TITLE: The Little Black Dress
PREMISE: The history of the Soviet Union illustrated through the story of one little black dress.
GENRE: Historical drama
TIME: 1910s through contemporary
SETTING: Russia, Soviet Union
MARKET: USA, International
WRITER: Alan Nafzger
CONTACT: alan.nafzger@gmail.com
COPYRIGHT: 2015
OTHER INFORMATION: This is a compete and ready to shot screenplay.
LOGLINE – Long before Coco Chanel introduced and popularized her versions of the little black dress, there existed in Soviet society one similar dress.
HISTORICAL BACKGROUND
Bolshevik ideology opposed Western fashion consumption as an intrinsically capitalist practice. Western fashion emphasized both economic status and gender differences under a system that sought to de-emphasize both.
This film is the history of the first “little black dress” in the Soviet Union.
True fashion designs were only available to the most privileged members of the intelligentsia, who ultimately preferred Western fashion to the production clothing produced in the factories. A certain amount of power was needed to wear such a dress.
During the first years after the October Revolution of 1917, which destroyed the Tsarist regime and led to the creation of the Soviet Union, many attempts to create Soviet fashion were undertaken. However, no one had a clear image of how a true communist should look. Attempts to create so-called clothes for workers did not work out. Thus fashion was proclaimed illegal from the communist tribunes. The ideology said that if you dress up, it means you work less than others. And not enough working makes you a sponger.
The now-natural desire to look good and possess beautiful things was then “studied” at the Communist Union of Youth and Communist Party of the Soviet Union meetings, and could cost one a career or even freedom. Dandies and women of fashion of those years faced lots of ridiculous charges – contraband, speculation and even marauding.
FILM’S MAJOR CHARACTERS
There are three female characters in the film.
- Elizabeth – Once part of the crème of pre-revolutionary St Petersburg society, Elizabeth was a dark-haired, dark-eyed beauty keenly sought by the young and fashionable men. The beautiful Elizabeth in the controversial black dress danced and flirted through her youth; gregarious, giggly, and was always the center of attention. With full pomp and ceremony she married and her husband was the first aristocrat pulled off his horse and killed in 1917. As she is to be relocated on the way out of the city she is offered money for the dress. She refuses at first; either she doesn’t know what is in store for her or it is an act of defiance. But in the end the dress is seized and ends up in the hands of the NKVD. Within two months, Elizabeth finds herself living with many others in a small shack in a peasant village in the far northeast of Russia. Her most prized memory is of her “little black dress.”

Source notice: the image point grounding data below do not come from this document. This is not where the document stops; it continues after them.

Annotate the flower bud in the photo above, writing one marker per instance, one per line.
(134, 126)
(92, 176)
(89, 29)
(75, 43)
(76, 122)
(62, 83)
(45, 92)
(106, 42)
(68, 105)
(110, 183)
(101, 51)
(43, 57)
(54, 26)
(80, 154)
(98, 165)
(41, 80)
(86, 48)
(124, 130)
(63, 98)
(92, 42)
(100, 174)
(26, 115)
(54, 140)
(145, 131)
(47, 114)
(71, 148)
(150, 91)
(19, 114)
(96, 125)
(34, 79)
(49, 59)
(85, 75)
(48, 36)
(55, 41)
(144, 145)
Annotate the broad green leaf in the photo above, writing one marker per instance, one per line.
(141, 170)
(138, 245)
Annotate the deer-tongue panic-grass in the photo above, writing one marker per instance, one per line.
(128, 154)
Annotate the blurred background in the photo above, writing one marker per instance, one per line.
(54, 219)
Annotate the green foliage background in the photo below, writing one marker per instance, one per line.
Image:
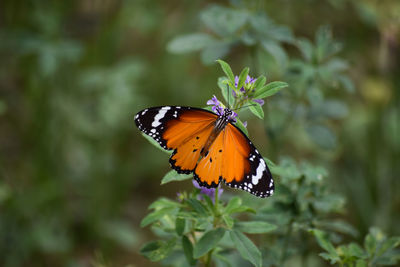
(76, 176)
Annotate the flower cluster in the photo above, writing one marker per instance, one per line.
(219, 108)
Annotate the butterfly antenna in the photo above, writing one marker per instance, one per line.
(244, 107)
(227, 91)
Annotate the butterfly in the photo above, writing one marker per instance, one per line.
(209, 145)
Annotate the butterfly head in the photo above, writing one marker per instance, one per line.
(229, 115)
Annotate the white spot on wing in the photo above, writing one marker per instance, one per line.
(260, 169)
(159, 116)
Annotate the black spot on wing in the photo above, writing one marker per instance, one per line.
(258, 181)
(177, 168)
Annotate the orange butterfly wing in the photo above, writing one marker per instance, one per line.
(234, 159)
(187, 136)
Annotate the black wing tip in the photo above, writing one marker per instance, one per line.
(205, 184)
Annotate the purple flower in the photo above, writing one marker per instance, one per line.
(218, 108)
(216, 105)
(208, 191)
(259, 101)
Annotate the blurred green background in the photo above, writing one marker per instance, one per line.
(76, 176)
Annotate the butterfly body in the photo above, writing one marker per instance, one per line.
(208, 145)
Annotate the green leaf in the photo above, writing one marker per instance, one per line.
(189, 43)
(208, 241)
(157, 250)
(259, 82)
(227, 69)
(324, 242)
(155, 216)
(243, 77)
(246, 247)
(255, 227)
(210, 204)
(172, 175)
(269, 89)
(233, 204)
(228, 220)
(180, 225)
(256, 109)
(154, 143)
(188, 250)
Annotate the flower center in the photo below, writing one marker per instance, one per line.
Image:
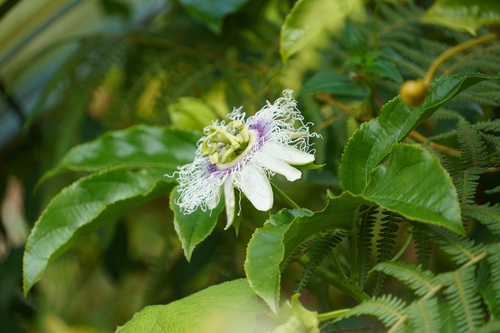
(224, 146)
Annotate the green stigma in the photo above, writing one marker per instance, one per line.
(222, 146)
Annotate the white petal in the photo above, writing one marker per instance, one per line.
(289, 154)
(230, 201)
(257, 188)
(214, 202)
(278, 166)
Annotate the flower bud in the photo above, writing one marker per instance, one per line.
(413, 92)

- Nina – The dress is given to the mistress of a high ranking security Commissar; her lover is responsible for deporting the people of the Baltic states to Siberia. The Commissar lures young women in then rapes and murders them. However the director is decent even chivalrous to two women – his wife and Nina (his mistress). Nina has the confidence to wear the dress because of her relationship to the Commissar. When he is questioned about the dress by “the leader”, he instructs Nina to sell the dress. She is argumentative but when it is phrased as a matter of survival she reluctantly agrees.
- Perl – Born to the family of a Jewish tailor in a small village, she joined the Russian Social Democratic Labor Party of Bolsheviks in 1917 and served as a propaganda commissar in the Red Army during the Russian Civil War. As the most beautiful communist, she is allowed to wear her black dress at night. During the day however she is strictly uniform in dress. In 1921, she marries a member of the Central Committee. Tears fill her eyes when she carefully folds the dress and stores it away.
WHAT HAPPENS TO THE WOMEN?
- Elizabeth is exiled to Siberia.
- Nina survives but Commissar is executed.
- Perl survives.
WHAT HAPPENED TO THE DRESS?
When Perl dies in the 1980s her daughter opens the chest that contains the dress. She picks it up and it unfolds… she is embarrassed. She looks around to make sure she wasn’t seen and then quickly returns the dress to the chest.
When Perl’s grand-daughter discovers the dress in the 1990s. She wears it to a date with a very handsome man. And she turns many an eye.